Noteworthy as well is that 12 of 109 WM/GMV subjects (11%) could be considered to have put T2D into “remission,” based on achieving HbA1c <6.5% while taking no diabetes medication or solely metformin. No subjects in the GMV group met these criteria. Additionally, subjects in the WM/GMV group experienced an estimated mean of 3.2 hypoglycemic events during the 48-week study, compared to almost double—6.6—in the GMV group. (This equates to one event every 16 weeks compared to one event every 8 weeks, respectively. However, even the higher rate of one event every 8 weeks may be a big improvement compared to an individual self-managing T2D, where the incidence of hypoglycemia is likely much higher.)
Another important result was discontinuation of insulin therapy for about 25% of WM/GMV subjects who were using it at baseline, compared to no insulin discontinuation in the GMV group. In fact, of GMV subjects taking insulin, over 50% had their doses increased. Similar changes were seen in sulfonylureas, with more subjects in the WM/GMV group being able to discontinue these drugs than in the GMV group, and more in the GMV group having their doses increased.

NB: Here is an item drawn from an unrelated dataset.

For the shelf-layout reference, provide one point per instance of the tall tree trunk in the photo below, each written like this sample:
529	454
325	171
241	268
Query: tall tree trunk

To summarize, the dietary intervention initially led to better glycemic control (mean HbA1c of 7.4 at 16 weeks compared to 8.1 without the dietary intervention), but this difference evened out by the end of the 48-week study. Even so, the weight management counseling provided other benefits, including greater weight loss, fewer hypoglycemic events, and more reductions or total elimination of various diabetes medications. Achieving similar glycemic outcomes with less medication and fewer hypos means the diabetes is managed more effectively.
Lead study author William Yancy, MD, said, “Intensive weight management using a low-carbohydrate diet can be as effective for glycemic improvement as medication intensification.” This study shows that a low-carb diet can improve glycemic control as well as—if not better than—increasing doses of medication. This is important because most pharmaceutical drugs for T2D come with undesirable side-effects, such as weight gain and hypoglycemia, but also those as severe as euglycemic ketoacidosis requiring hospitalization, or genital gangrene (from SGLT-2 inhibitors).
Considering subjects were counseled in how to increase their carbohydrate intake to improve general adherence, it’s probable that a substantial number of WM/GMV subjects were not following a truly low-carb diet by the end of the study, which could account for the weight regain and rebound of HbA1c. Difficulty with adherence to dietary changes “in the real world” is increasingly recognized as a problem in nutrition research. Whether any particular dietary protocol—keto, Paleo, vegan, Mediterranean—is effective for a particular goal is irrelevant if no one can actually stick to it outside a hospital metabolic ward. It appears that even meeting as a group every 8 weeks may not be enough to help people stay on track. For those who can adhere for the long-term, though, and who continue to reap the benefits of improved blood glucose control and insulin sensitivity, regarding the power of ketogenic diets to treat T2D, one physician said, “For many patients, it is absolutely life-changing.”